Many factors contribute to treatment failure in cancer including lack of tumor response to the drugs, toxicity to the host, tumor growth in sanctuary sites and the emergence of resistance to drugs among others. Typically, these factors are studied individually, but it is their action in concert that ultimately overwhelms the patient. Therefore, it is of paramount importance to take an integrated and systems approach to studying the interaction of how both the tumor and host respond over time and in response to various cancer interventions. Project 4 is dedicated to multi-scale measurements of the host response to cancer and its therapy and integrating this information with the tumor responses measured by the other projects into a comprehensive Virtual Cancer Model (VCM) of lymphoma and leukemia. Our host-level measurements will focus on two critical aspects of tumor-host interactions: host immune response and cytokines that mediate intercellular communication. Systems-level measurements of the dynamics of the host immune response will be obtained using a novel self-assembling high density protein microarray platform, and serum cytokine levels will be monitored using a highly sensitive magneto nano protein chip technology. Through careful coordination of mouse models, time points and treatment conditions with tumor-level measurements (in RPS), we will acquire a novel dataset that tracks the progression of the tumor and the host in two important in vivo tumor models of lymphoma and leukemia. This coordinated tumor/host (TH) dataset will be the foundation for developing a computational TH model of the functional interactions between tumor and host. The TH model will uncover a low dimensional subset of tumor/host variables needed to predict the future TH state based on the its past condition. In addition, by integrating the TH model with the molecular-cellular-tumor model (from RP1-3), we will develop a comprehensive, predictive Virtual Cancer Model (VCM) for leukemia and lymphoma. The VCM will be used to predict the temporal evolution of the disease at the cell, tumor and host levels in response to specific molecular interventions. VCM predictions will then feedback to all RPs in order to experimentally validate model predictions. We envision that the validated Virtual Cancer Model would enable the evaluation of molecularly targeted treatment regimens to arrive rationally at the most promising therapeutic strategy for attacking lymphoma and leukemia.

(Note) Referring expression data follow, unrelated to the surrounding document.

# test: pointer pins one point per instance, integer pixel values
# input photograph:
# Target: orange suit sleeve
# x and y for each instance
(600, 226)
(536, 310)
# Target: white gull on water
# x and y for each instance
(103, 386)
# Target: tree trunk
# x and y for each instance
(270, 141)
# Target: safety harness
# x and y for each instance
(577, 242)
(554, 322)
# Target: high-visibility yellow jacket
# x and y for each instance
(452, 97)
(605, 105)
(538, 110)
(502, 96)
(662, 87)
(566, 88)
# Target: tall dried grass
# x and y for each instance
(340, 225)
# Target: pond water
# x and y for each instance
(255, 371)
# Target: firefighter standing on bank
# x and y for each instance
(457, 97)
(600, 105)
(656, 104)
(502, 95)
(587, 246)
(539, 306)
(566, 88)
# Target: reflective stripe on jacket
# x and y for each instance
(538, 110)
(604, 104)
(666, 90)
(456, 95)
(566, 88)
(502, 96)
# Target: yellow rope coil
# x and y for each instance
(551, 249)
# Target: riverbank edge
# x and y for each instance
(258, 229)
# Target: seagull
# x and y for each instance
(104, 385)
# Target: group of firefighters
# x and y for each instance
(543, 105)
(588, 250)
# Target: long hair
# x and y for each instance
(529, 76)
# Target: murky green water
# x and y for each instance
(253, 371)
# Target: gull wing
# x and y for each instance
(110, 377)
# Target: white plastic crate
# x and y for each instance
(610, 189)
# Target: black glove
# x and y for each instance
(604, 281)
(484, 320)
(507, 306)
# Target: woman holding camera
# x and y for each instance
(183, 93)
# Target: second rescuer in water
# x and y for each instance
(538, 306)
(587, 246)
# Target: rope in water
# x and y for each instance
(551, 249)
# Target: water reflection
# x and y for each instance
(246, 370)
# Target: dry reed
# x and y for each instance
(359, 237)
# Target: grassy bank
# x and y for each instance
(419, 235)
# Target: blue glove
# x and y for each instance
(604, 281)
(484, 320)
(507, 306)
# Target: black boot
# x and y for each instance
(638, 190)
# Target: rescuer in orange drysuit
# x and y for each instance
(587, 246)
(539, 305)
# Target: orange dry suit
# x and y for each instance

许多因素导致癌症治疗失败，包括肿瘤对药物缺乏反应，对宿主的毒性，肿瘤在避难所部位的生长以及对药物的耐药性的出现等。通常情况下，这些因素是单独研究，但它是他们的行动一致，最终使病人。因此，采取综合和系统的方法来研究肿瘤和宿主如何随着时间的推移以及对各种癌症干预措施的反应的相互作用至关重要。项目4致力于多尺度测量宿主对癌症及其治疗的反应，并将此信息与其他项目测量的肿瘤反应整合到淋巴瘤和白血病的综合虚拟癌症模型（VCM）中。我们的宿主水平的测量将集中在肿瘤-宿主相互作用的两个关键方面：宿主免疫反应和介导细胞间通讯的细胞因子。宿主免疫反应动态的系统级测量将使用一种新的自组装高密度蛋白质微阵列平台获得，血清细胞因子水平将使用高度敏感的磁纳米蛋白质芯片技术进行监测。通过仔细协调小鼠模型、时间点和治疗条件与肿瘤水平测量（RPS），我们将获得一个新的数据集，该数据集跟踪淋巴瘤和白血病两个重要的体内肿瘤模型中肿瘤和宿主的进展。这个协调的肿瘤/宿主（TH）数据集将是开发肿瘤和宿主之间功能相互作用的计算TH模型的基础。TH模型将揭示肿瘤/宿主变量的低维子集，其需要基于其过去的状况来预测未来的TH状态。此外，通过整合TH模型与分子细胞肿瘤模型（来自RP 1 - 3），我们将开发一个全面的，预测性的白血病和淋巴瘤虚拟癌症模型（VCM）。VCM将用于在细胞、肿瘤和宿主水平上预测疾病对特定分子干预的时间演变。然后，VCM预测将反馈给所有RP，以便通过实验验证模型预测。我们设想，经过验证的虚拟癌症模型将使分子靶向治疗方案的评估，以合理地达到最有前途的治疗策略，攻击淋巴瘤和白血病。